After a time, she rose and walked toward him. There were no tears now, just the resolve he was dreading, and she said, “Will you take me back to the hospital now?”
It was too short a distance to say anything important, and so they walked in silence. When they reached the hospital with its frivolous roofline of chimneys, she asked that he carry her valise to the door. “They’ll find somewhere for me to stay. Close by. I can visit every day.”
He did as she asked, numbly, knowing he had already been shut out.
As he set the valise down with a click on the marble step, she said, “I’m so sorry. But this is something I have to do.” Her voice was steady, but only just. A little deeper in note as well, from the tears she was holding back.
“Duty is bitter company,” he said quietly.
“I don’t know how long he will live. Months. Years. But I’ll close the London house and live in Bruges for now.”
“Meredith—”
“I wish I had met you then. I wouldn’t have been so foolish as to marry without love.” She rose on tiptoe and kissed his cheek. “Good-bye, Ian.”
Someone opened the door, as if he or she had been waiting to admit Mrs. Channing. She stepped inside, and it swung shut again behind her.
He stood there for a moment longer, as if hoping she would change her mind.

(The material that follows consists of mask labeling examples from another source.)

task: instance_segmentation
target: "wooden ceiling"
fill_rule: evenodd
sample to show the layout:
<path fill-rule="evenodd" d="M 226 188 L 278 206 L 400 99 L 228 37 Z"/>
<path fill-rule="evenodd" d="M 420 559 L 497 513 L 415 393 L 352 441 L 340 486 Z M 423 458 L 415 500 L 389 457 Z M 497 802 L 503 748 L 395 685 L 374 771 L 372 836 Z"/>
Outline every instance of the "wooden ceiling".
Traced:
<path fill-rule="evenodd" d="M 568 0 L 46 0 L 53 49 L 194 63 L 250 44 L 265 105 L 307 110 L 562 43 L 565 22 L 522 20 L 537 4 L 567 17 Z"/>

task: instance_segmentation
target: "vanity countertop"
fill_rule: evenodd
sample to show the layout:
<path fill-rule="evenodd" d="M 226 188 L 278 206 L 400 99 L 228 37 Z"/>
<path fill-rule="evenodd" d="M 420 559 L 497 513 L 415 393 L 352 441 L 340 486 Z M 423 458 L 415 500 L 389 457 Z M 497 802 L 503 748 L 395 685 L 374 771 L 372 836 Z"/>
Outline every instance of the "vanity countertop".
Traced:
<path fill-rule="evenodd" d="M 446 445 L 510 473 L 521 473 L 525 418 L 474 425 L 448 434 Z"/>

And then he went to the motorcar.
France was just miles away, and he knew where Hamish had died. His service revolver was in his valise.
It was time to end it.
22
Rutledge crossed the frontier between France and Belgium and soon after found a deeply rutted road through devastated countryside that led in the direction of the River Somme, approaching it from what had been the German lines. The land was healing, after a fashion, grass and weeds struggling to reestablish themselves. Nature seemed to find a way to cover up the scars of tragedy. But men had marched down this road to kill other men, and the land was rough and desolate, as if no one c
ared to live here where so many had died. He couldn’t blame them. If ghosts walked anywhere, surely they did here, and he felt that nothing grown in such bloody soil would ever prosper again.

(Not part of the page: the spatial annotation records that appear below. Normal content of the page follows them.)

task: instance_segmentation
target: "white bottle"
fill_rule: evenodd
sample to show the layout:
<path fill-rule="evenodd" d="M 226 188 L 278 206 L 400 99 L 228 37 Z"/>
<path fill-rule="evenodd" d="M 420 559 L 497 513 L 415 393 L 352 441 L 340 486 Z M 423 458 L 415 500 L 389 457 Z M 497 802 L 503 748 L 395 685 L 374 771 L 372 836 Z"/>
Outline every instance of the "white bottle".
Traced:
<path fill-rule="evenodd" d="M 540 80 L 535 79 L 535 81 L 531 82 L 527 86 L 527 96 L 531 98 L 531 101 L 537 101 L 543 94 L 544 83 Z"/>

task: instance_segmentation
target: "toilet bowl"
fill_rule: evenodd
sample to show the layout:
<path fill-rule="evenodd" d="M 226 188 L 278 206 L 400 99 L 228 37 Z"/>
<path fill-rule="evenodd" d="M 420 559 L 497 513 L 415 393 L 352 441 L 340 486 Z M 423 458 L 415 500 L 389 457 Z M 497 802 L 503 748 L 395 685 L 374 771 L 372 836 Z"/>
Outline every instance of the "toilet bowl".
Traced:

He could see across the twisted landscape to where he and so many others had fought, and yet he found his sector of that fateful night hard to recognize. Rains had washed down trench walls, the stench had gone, and somehow it all seemed so much smaller in scale now. Without the men who had served here among the wire, the hellish pits of shell craters, and the tools of war, whether guns or tanks or trenches, it seemed to have changed. He stopped the motorcar at one point and got out, listening. There should have been shouts and the cries of men, the whistle of shells and the chatter of machine guns, the deafening roar of battle, the deeper throb of aircraft overhead. Instead, there was only a light wind, hardly stirring the ridged and torn landscape.
He could still name the men he’d led to their deaths here. As he walked, he thought he could see their faces, but it was only the tightness in his throat and the tension across his shoulders that made him light-headed.

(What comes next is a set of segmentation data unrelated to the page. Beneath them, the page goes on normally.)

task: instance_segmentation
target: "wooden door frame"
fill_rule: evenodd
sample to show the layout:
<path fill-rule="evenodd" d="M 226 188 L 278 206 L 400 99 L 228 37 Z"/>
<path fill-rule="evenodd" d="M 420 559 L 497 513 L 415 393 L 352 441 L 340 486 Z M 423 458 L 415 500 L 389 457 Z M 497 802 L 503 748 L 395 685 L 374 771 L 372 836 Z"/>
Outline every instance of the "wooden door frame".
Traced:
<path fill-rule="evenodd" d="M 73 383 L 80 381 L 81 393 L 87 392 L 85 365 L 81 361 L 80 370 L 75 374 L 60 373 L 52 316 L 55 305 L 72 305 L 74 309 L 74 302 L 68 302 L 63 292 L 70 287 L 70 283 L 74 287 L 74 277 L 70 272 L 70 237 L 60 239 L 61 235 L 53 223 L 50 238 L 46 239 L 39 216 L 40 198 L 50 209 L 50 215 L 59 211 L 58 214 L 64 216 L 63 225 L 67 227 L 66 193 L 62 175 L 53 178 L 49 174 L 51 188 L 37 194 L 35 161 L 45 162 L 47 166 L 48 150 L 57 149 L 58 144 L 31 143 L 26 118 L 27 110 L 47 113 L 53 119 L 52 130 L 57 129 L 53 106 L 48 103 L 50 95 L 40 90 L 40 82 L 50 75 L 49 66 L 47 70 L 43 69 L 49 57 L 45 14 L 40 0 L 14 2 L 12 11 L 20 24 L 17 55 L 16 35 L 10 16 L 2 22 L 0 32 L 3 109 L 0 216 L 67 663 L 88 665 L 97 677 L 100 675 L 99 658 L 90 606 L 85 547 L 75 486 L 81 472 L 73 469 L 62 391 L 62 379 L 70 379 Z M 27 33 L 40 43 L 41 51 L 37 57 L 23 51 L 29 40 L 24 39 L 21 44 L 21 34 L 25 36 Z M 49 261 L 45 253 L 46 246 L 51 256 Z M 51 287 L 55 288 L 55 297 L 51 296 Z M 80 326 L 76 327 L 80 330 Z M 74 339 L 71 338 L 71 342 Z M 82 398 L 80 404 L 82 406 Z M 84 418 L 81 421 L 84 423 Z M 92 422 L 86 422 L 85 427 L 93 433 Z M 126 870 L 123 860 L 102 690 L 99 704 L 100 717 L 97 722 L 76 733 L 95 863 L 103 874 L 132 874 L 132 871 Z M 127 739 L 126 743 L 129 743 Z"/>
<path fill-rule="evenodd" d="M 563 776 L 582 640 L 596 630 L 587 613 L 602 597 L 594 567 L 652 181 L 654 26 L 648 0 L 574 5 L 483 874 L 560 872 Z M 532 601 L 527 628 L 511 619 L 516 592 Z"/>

It wasn’t long before he found the place he’d been searching for. He’d always had a good sense of direction, and even without markers he knew it was here.
Looking down, he saw the lace of a boot sticking through the soil next to a struggling clump of grass, and he felt ill. How many times had a heel or a buckle marked all that was left of a man who had been living and breathing seconds before? He’d been told that farmers in some places still dug up the dead with their plows. He’d seen them lying rotting in the sun, shrouded with the first snowfall, twitching in the pelting rain.
The revolver was heavy in his coat pocket, well oiled and loaded. He was not likely to miss. And Hamish, he realized, had been silent since he left the motorcar, waiting.
He took the weapon out and held it in his hand. Its feel and its weight were familiar, comforting.
He was raising the revolver, his head bowed for the shot, his eyes closed, when the image of that single boot lace came to him.